Muhalif ses ve savlar hukuk ve demokrasi üzerinde yoğunlaşmakta, iktidarın ömür boyu koltuk hevesi üzerinde durmaktadır. Olağanüstü hal durumuyla iktidarın itibar suikastı yaratarak “İç cepheyi sağlamlaştırma” gayreti diye işlenmektedir. CHP, diploma iptalini yok hükmünde saymakta, “Masumiyet karnesinin ihlali” şeklinde yorumlayıp, devlet imkanlarının “Aparat” olarak kullanıldığı şeklinde propaganda türetmektedir. İnsanları konuşturan çevresi, destekçileri, hayalleri, ulaşmak istediği hedefleri, idealleri, ülküleridir.

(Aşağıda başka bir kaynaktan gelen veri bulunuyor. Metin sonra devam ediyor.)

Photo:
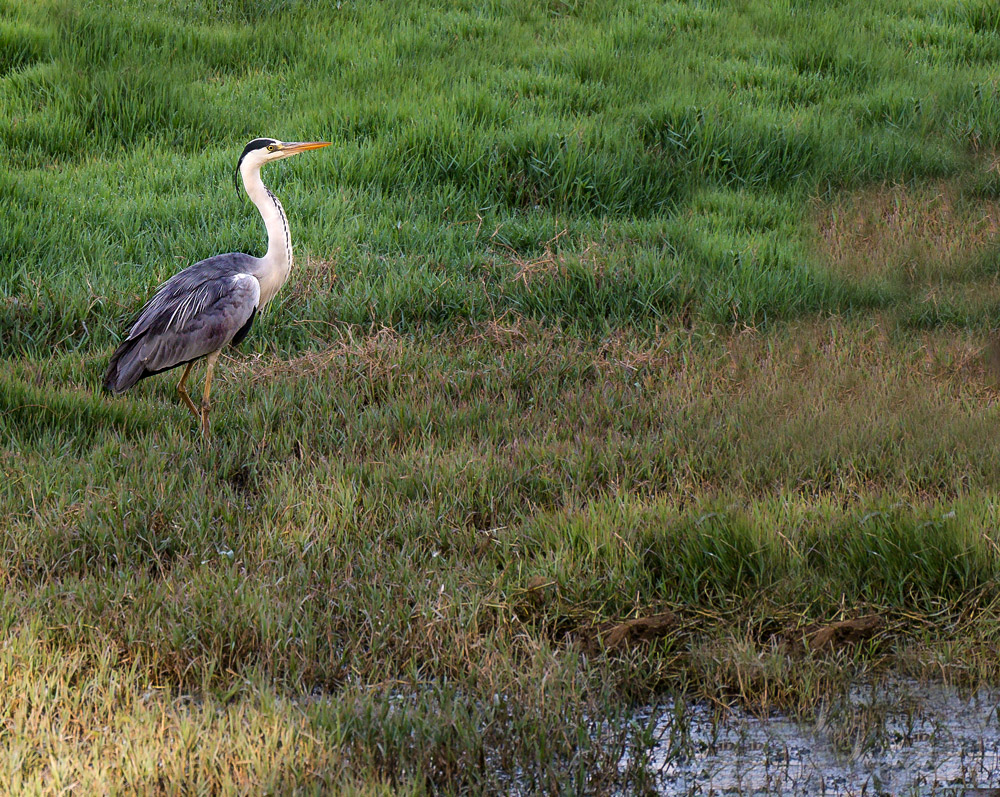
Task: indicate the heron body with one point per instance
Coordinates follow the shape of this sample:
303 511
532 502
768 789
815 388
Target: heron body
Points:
205 307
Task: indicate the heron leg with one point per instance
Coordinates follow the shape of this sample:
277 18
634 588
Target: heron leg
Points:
205 404
183 391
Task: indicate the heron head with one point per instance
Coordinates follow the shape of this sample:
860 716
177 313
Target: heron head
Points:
263 150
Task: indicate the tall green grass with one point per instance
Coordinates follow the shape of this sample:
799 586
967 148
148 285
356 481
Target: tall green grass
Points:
563 346
458 128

Üniversite gençliği umutsuzluğunu, "Hiç bir işe yaramayan bir mesleğin eğitimini alıyoruz" endişesiyle ifade etmekte ve bunu eğitim sisteminin beka sorunu, gelecek endişesi görmekte, güvensizlik hissetmektedir.


CHP’nin, adayı belirleme sandığı seçmende bir miktar heyecan yaratmıştır. Nevruzla birlikte demokrasi ve hukuk eylemleri siyaseti bir yeni atmosfere sürüklemiştir. Gelişmeler demokrasi sorunu niteliğinde değerlendirilmektedir. Politika, “Terörsüz Türkiye Yüzyılı" kavramıyla sürtüşen siyasal iklime evrilmiştir. Halk, eylemleri nevruzla birlikte, nevruz havasıyla yeni bir liman arayışına doğru sürüklemektedir.


Nevruz, Ergenekon’dan çıkış ve Bozkurt destanında baharın müjdecisi, güzel günlerin habercisidir. İktidar ve muhalefetin yeni güne daha yeni iyilik ve güzellik umuduyla gelişen diriliş ve uyanış trendiyle pekiştirmesine ihtiyaç vardır. Kin, nefret, küfür, kaos derken miting, protesto, provokasyon endişesi artmaktadır. Her geçen gün büyüyen gösteri ve eylemler Alanya sokaklarına da yansımıştır.


“Her şey çok güzel olacak!” sloganın mucidi, 21 yaşındaki, Berkay da tutuklanarak tarihe geçmiştir. Mitingler arife günü Saraçhane’den Maltepe’ye taşınmıştır. Politik kaos büyümektedir. Bayram, partileri barıştıramamıştır. Ancak ilk defa MHP ile DEM el sıkıştı. Anayasal açıdan doğru adımdır. Bazılarının düşman görünümlü dostları vardır. İktidarın mezar taşı polemiği fay hatlarını iyice germiştir. İmralı süreci, diğer yandan kayyum atamaları, Özdağ'ın Silivri süreci, nihayet “İmamoğlu’nun diplomasının iptali, tutuklanması” bardağı taşıran son damla protestoları tetiklemiş, siyasete irtifa kaybettirmiş, CHP’yi kurultaya sürüklemiştir. “Her şeyin çok güzel olup olmayacağını” yeni gelişmeler gösterecektir.